As the competition of the new energy vehicle market becomes increasingly intense in the new year, a new round of elimination matches is about to begin. Major automakers seem to be aware of this and have successively released their 2023 sales plans.
BYD, for example, released the new high-end car brand “YANG”, core technology “E-force”, and million-level new energy off-road vehicle U8 and pure electric supercar U9 on January 5th. Regarding the performance in 2023, Wang Chuanfu, the chairman of BYD, gave a radical prediction in September last year: the entire Chinese new energy market could reach 9 to 10 million vehicles in 2023, and BYD plans to deliver more than 4 million new cars.
“By 2023, the annual delivery volume will exceed the sales of Lexus fuel vehicles in China in 2022.” This is NIO’s sales target recently announced.
Data shows that Lexus’s sales in 2022 are close to 200,000 vehicles, which means that NIO’s sales target in 2023 is 200,000 vehicles, nearly twice the actual sales in 2022. In 2023, NIO will welcome the second-generation platform, but whether the sales potential of the second-generation platform can be released is still unknown.
XPeng Motors has a target of delivering a cumulative total of 450,000 vehicles in 2023. As of the end of 2022, XPeng Motors has delivered a cumulative total of 258,710 vehicles, which means that nearly 200,000 new vehicles need to be delivered in 2023 to achieve the target.Daring to propose this sales target, XPeng has also the confidence to achieve it.
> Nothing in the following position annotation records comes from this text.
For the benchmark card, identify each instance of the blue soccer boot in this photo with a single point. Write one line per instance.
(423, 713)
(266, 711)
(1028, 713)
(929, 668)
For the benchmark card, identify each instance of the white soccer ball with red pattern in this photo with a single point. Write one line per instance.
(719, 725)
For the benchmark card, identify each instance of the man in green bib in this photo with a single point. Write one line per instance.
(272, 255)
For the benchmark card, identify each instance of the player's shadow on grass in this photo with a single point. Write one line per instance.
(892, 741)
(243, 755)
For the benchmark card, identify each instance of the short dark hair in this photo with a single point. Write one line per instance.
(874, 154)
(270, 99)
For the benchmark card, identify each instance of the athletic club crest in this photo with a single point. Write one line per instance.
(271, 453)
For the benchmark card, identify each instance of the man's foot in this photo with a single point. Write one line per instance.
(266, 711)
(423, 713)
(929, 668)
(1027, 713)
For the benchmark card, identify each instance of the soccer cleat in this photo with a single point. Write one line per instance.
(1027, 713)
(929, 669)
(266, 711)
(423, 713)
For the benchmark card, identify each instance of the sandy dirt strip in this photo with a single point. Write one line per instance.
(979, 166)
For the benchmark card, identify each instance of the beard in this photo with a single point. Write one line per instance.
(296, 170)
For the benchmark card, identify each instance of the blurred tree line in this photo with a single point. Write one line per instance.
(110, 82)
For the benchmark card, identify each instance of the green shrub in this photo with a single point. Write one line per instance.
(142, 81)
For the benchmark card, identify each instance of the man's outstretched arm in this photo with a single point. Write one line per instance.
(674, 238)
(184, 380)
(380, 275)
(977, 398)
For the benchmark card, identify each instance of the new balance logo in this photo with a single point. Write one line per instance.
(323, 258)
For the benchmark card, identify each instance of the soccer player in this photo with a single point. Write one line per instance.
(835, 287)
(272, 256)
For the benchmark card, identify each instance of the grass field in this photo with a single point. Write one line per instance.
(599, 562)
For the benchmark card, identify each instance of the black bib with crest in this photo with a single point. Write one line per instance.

According to publicly available information, XPeng will launch five new and updated models in 2023. In addition, the company has made personnel adjustments, with Wang Fengying, former CEO of Great Wall Motors, officially joining XPeng as the CEO to be fully responsible for the company’s product planning, product portfolio and sales system. Whether XPeng’s series of measures can be effective and whether the new sales target can be achieved smoothly is worth attention.
As for Ideal Auto, the goal is to become a leader in the global artificial intelligence industry by 2030. In terms of product sales, the average monthly sales volume of L9 is expected to be around 8,000 to 10,000 vehicles, while the average monthly sales volume of L7 and L8 is expected to be around 10,000 to 15,000 vehicles in 2023. Based on this calculation, Ideal has already planned to be the first to break the barrier of 30,000 monthly deliveries.
In addition, the listing plans of brands such as Aiways, Zeekr, Dongfeng Xiaobawang, and Avita are also advancing.
“By 2023, Aiways aims to sell 500,000 to 600,000 vehicles. By 2025, Aiways will strive to achieve the sales target of 1 million vehicles (including exports). By 2030, Aiways will strive to achieve the annual target of 1.5 million vehicles, and become a world-class new energy vehicle brand.” said Gu Huinan, General Manager of GAC Aiways.
At the same time, according to the China Association of Automobile Manufacturers’ prediction, the sales of new energy vehicles in China will reach 9 million vehicles in 2023, an increase of 35% year-on-year. The China Passenger Car Association also predicts that the sales of new energy passenger vehicles in 2023 will be 8.5 million vehicles, with a penetration rate of 36%.
It can be said that with the further increase in the market share of new energy vehicles, they will engage in a positive confrontation with traditional fuel vehicles. At that time, how to have a strong core competitiveness and achieve the dual breakthrough of product and brand is a question that all new energy vehicle brands must answer.